Additionally, I authored and passed Assembly Bill (AB) 932 through the Legislature this year, and it was signed into law by Governor Jerry Brown. This legislation creates a three-year pilot program in selected communities, including San Francisco, Oakland, Berkeley and Los Angeles, with the goal of expediting the process of building more temporary shelters.
More than one in five of our nation’s homeless live in California. Several communities in California have formally declared shelter crises for their homeless populations, as demand for shelter beds far outstrips supply. Two-thirds of our state’s homeless are unsheltered, and no city in the state shelters more than half of their homeless populations in a given night. The status quo is not working.
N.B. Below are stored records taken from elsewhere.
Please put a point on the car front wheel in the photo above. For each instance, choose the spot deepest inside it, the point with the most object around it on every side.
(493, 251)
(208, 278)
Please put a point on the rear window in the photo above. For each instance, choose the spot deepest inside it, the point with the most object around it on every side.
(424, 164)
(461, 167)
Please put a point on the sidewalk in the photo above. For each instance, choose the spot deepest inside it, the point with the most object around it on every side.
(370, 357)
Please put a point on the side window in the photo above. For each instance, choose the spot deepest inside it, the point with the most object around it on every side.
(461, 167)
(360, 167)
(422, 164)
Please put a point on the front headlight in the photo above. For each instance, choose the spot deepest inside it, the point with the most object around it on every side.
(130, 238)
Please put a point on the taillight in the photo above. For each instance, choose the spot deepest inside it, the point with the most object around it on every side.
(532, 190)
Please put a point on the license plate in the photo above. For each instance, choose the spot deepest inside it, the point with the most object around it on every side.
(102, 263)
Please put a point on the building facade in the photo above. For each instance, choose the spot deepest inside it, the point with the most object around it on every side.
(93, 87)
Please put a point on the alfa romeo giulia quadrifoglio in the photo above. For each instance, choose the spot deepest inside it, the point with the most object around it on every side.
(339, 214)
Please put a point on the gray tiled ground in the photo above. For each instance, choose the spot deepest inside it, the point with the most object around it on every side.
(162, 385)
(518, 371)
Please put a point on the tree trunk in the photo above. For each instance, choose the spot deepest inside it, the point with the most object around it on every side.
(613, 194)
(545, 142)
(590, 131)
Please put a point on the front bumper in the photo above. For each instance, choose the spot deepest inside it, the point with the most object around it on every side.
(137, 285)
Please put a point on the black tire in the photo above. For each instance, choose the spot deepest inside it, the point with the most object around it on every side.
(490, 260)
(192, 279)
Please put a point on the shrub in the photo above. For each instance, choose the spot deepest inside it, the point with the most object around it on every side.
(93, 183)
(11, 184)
AB 932 also includes standards for accountability. Starting in 2019, communities in the pilot program must report to the Legislature annually on how they have reduced the number of their unsheltered homeless and increased the number that they have helped to become permanently housed, and they must also create a plan for developing more permanent supportive housing.
Under AB 932, cities will have the freedom to try new and innovative shelter models, and our city’s navigation centers can serve as an example for a new model. With the combination of monetary and legislative support from the state, we can continue to address this critical issue.
Phil Ting (D-San Francisco) represents the 19th Assembly District, which includes the Westside of San Francisco along with the communities of Broadmoor, Colma, Daly City, and parts of South San Francisco.